1.5.3. Alternatives#

There are various alternative techniques to deduplication which, although related, are different in their use case and logic.

1.5.3.1. Versioning#

Versioning is a technique of keeping track of multiple versions of the same row: rather than deduplicating or updating a record, one inserts a new version of the same row into the table. This enables keeping track of how a record or measurement evolves over time, while retaining the ability to efficiently query the latest version and/or reconstruct the state of the database at a certain point in time.

The notable differences between deduplication are:

New data is always inserted, rather than dropped;

Determining which data to process is done upon query time, rather than insertion time.

QuasarDB supports versioning using the RESTRICT TO query statement. See the howto on forecasting for a real-world example on how this works with QuasarDB.

1.5.3.2. Insert truncation#

Truncated inserts enable truncating an entire range of data and replacing it with new data in a single transactional process.

This is most commonly seen in data warehouses and ETL processes, where you want to (re-)load data into a table, without having any old/overlapping data in there.

Although very similar, there are differences:

Rather than comparing data on a row-by-row basis as is done with deduplication, truncation always removes all old data;

New data is always written, never dropped;

Although it does provide referential transparency, it does not protect against rogue processes and does not provide auditability.

1.5.3.3. Upsert#

Upsert is a common technique to tell a database to “insert or update” a record, and (often) works in conjuction with a primary key.

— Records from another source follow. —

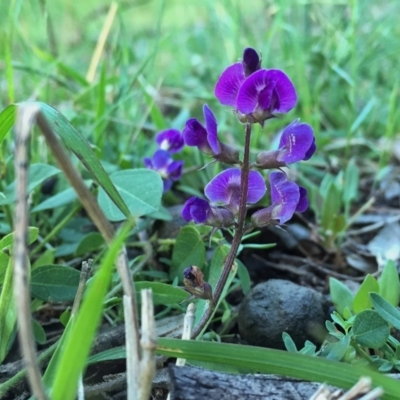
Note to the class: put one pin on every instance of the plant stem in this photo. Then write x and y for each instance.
(237, 238)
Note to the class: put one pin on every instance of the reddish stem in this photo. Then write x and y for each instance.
(237, 238)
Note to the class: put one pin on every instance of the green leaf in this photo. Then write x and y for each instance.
(141, 190)
(341, 295)
(162, 293)
(54, 283)
(338, 350)
(91, 242)
(8, 240)
(77, 343)
(7, 120)
(38, 332)
(189, 250)
(4, 259)
(37, 174)
(389, 285)
(45, 258)
(111, 354)
(331, 207)
(80, 146)
(60, 199)
(8, 314)
(270, 361)
(370, 329)
(362, 300)
(386, 310)
(351, 178)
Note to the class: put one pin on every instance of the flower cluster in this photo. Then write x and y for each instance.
(255, 94)
(169, 141)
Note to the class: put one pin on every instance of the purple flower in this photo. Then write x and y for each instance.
(201, 212)
(256, 96)
(225, 188)
(297, 143)
(168, 169)
(286, 198)
(206, 138)
(170, 140)
(251, 61)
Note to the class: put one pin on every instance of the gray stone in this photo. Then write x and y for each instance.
(277, 306)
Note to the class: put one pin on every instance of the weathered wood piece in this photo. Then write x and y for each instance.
(190, 383)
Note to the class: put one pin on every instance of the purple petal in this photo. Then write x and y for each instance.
(148, 163)
(302, 205)
(161, 159)
(212, 128)
(170, 140)
(167, 184)
(285, 196)
(174, 170)
(196, 210)
(269, 90)
(225, 187)
(195, 134)
(284, 89)
(228, 84)
(296, 141)
(251, 61)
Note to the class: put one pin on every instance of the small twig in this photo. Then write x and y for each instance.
(148, 344)
(101, 42)
(23, 127)
(237, 238)
(85, 271)
(132, 353)
(187, 329)
(27, 114)
(96, 214)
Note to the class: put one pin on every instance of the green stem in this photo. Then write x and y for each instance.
(56, 229)
(237, 238)
(362, 352)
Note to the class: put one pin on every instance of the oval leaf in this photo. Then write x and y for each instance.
(342, 296)
(370, 329)
(386, 310)
(141, 190)
(389, 285)
(362, 300)
(54, 283)
(189, 250)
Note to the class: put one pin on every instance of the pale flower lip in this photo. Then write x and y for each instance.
(286, 198)
(256, 94)
(206, 138)
(170, 140)
(168, 169)
(225, 188)
(297, 143)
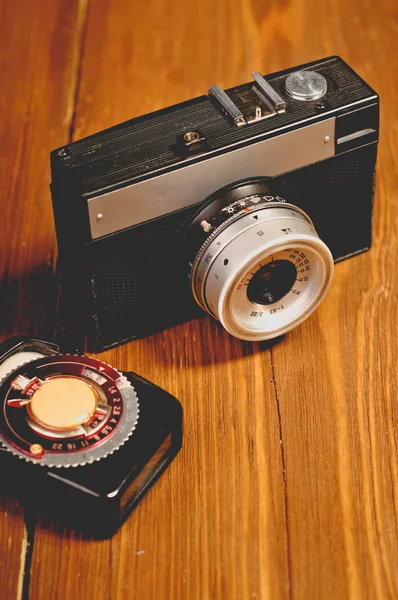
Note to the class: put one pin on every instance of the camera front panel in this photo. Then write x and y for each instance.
(137, 281)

Upon invocation, the database first attempts to insert the record. If a primary key conflict is dedected, the database updates the record to reflect the provided content. Upserts are most commonly used in relational databases and/or used by ORMs where all you want is to make sure a certain record is persisted into a database, even if this means implicitly updating a previous version.

Although similar, it is very different from deduplication: for every invocation of an upsert, the record is modified. This has the following implications:

Every invocation always writes new data, and as such does not protect against rogue processes putting a lot of pressure on the database by repeatedly inserting data with the same key;

Auditability: because data is implicitly updated in-place, the old version is lost and no way to reconstruct the state of the database at a certain point in time.